Archangel's Heart
Regardless of the crawling feeling across her skin, Elena stayed in place. She knew Aodhan would be with her in a heartbeat if she gave the slightest indication of trouble, but she wanted to get a handle on Gian. Secrets and lies aside, was he just weird because he was old? Or was he something far more dangerous?
"You've led your brothers for a long time," she said. "Aren't you tired of it?"
A slight cocking of his head. "You've asked about me?" His eyes filling with light, his wings flaring out before closing back in.
"You are the Luminata. I was curious."
"Yes, of course you would be curious. It is in your blood," Gian said almost absently.
The words were stones thrown into a still pond.
Elena wanted to clutch at them, claw out the answers she needed. But she couldn't show her hand. Not yet. Not when she was stumbling in the dark. "Yep. Hazard of being hunter-born, I guess."
Gian blinked, stared at her for a second as if she wasn't who he expected, then smiled. "Yes." A glance up at the sun. "Alas, I must go. It is time for my first meditation--but I look forward to meeting again."
Saying her good-byes, Elena walked up to Aodhan while Gian left the same way as his previous partner. "Just so you know," she said, "you're contemplating creating a new artwork."
"You did not lie, Ellie. This place does interest me on an artistic level." Eyes of shattered light met hers. "Gian stands too close to you."
"Do you think it's because he's been here for hundreds of years?" She nudged her head and they walked down the corridor. "His social skills might just be rusty."
"No." Aodhan's response was firm. "He only does it with you, no one else."
Elena thought of how Gian had stared at her so strangely there at the end. "I remind him of the woman he was involved with." She'd updated Aodhan on that piece of information after their flight the previous night. "I'd probably stare, too, if I met a man who looked like Raphael. And if the breakup was bad, if Gian's lover did betray him, it explains why he hasn't mentioned her."

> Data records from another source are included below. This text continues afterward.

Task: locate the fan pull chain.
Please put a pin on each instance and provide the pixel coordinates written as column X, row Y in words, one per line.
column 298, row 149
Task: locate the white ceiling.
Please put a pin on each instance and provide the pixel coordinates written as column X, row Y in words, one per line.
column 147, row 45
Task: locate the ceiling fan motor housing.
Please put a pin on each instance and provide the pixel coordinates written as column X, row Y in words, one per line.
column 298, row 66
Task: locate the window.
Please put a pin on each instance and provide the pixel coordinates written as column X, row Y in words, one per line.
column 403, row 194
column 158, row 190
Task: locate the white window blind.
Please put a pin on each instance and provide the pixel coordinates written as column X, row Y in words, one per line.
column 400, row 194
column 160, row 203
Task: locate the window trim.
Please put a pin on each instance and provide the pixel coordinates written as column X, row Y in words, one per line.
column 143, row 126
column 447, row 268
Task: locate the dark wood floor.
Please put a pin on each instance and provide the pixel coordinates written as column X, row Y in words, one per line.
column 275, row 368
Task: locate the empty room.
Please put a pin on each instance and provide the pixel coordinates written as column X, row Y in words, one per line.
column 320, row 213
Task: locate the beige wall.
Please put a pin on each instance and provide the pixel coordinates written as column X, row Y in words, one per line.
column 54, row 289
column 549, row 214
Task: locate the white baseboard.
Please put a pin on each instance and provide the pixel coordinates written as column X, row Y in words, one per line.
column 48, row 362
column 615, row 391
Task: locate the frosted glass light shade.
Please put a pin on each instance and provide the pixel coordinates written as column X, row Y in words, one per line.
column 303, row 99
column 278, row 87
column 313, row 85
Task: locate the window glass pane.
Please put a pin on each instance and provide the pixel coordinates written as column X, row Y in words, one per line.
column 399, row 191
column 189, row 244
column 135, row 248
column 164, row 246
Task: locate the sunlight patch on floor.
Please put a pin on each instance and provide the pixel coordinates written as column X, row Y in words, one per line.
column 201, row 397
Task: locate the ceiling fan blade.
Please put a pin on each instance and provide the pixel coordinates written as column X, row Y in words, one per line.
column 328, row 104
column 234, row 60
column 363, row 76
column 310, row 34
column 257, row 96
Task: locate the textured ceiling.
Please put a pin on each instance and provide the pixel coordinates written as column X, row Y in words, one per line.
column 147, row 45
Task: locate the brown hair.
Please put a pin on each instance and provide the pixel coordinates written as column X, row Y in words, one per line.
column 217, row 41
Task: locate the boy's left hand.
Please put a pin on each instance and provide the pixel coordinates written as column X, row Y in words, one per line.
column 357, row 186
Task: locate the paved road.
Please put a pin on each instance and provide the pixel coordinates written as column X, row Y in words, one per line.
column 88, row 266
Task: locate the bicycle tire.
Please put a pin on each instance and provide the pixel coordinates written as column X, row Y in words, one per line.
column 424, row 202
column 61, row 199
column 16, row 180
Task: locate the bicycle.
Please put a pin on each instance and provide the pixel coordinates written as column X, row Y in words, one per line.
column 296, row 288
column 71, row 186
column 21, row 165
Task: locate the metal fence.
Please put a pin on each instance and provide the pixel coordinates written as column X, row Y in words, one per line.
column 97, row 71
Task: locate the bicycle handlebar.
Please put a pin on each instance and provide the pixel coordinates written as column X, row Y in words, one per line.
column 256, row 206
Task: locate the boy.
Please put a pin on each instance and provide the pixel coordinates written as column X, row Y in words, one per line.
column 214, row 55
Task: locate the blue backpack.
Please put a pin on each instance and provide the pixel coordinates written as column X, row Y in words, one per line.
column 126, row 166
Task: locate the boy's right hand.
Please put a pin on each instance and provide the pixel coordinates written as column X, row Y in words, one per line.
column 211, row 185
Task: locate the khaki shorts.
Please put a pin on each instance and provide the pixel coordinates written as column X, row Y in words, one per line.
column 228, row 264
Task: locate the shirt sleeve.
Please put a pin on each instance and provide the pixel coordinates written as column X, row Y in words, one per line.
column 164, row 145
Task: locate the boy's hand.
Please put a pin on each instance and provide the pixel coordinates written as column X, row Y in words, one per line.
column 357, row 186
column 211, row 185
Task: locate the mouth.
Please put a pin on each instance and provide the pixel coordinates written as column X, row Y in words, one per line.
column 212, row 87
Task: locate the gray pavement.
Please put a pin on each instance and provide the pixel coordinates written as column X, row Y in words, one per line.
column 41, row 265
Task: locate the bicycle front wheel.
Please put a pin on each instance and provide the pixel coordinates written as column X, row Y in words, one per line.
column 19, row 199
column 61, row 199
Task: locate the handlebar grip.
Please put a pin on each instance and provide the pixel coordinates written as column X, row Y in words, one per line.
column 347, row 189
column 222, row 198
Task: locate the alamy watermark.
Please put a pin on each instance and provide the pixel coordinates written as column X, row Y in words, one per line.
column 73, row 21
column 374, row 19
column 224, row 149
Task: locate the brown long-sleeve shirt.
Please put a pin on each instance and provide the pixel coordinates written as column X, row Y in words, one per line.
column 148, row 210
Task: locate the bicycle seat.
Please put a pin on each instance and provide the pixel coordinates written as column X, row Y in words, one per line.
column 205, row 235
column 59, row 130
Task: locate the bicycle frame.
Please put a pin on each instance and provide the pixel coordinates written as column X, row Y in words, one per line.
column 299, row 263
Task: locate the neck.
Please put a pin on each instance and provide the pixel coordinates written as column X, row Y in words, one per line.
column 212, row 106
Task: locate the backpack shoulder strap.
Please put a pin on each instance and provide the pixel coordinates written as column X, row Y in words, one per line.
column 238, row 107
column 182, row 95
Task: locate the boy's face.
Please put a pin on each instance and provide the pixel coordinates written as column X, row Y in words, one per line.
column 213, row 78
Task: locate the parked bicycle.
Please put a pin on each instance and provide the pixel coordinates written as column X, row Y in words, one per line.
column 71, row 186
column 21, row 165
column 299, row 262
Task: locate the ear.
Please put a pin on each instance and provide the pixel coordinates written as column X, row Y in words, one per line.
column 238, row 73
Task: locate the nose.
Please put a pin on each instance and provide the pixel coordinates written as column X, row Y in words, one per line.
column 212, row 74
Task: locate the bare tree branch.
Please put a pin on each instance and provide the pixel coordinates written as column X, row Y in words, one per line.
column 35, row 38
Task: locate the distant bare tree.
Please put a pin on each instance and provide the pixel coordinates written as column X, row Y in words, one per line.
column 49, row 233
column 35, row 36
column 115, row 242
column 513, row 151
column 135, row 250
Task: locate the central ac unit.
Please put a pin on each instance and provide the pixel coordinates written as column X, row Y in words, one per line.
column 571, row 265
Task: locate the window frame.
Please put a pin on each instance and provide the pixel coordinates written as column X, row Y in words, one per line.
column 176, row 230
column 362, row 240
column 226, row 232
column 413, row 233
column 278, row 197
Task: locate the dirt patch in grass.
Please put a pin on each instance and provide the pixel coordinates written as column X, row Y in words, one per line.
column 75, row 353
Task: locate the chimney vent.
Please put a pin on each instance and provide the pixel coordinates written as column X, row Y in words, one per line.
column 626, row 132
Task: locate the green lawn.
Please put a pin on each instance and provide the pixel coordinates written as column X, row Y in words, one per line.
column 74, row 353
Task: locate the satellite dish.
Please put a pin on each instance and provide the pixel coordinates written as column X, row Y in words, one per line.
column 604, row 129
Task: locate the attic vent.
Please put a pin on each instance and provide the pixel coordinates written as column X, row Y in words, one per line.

Aodhan nodded, but she saw he wasn't convinced. Neither was Elena: she was just forcing herself to look at every possible angle. She couldn't allow herself to be unduly influenced by the fact that those tiny hairs on the back of her neck? They'd quivered upright the entire time she was with Gian.
A sudden wind whistled through the courtyard.
Elena shivered, hearing within it a woman's desolate moan.
*
Raphael sat next to his mother in the internal chamber. There was nothing in this room beyond ten armchairs arranged in a circle. On his right was Titus, next to Titus sat Elijah. Alexander had taken the seat directly opposite Caliane. Next to him sat Michaela on one side, Favashi on the other. Charisemnon had the seat between Michaela and Elijah, while Neha sat next to Caliane on her other side, Astaad next to Neha.
The Cadre of Ten was in session though there were eleven archangels in the world for the first time in known history.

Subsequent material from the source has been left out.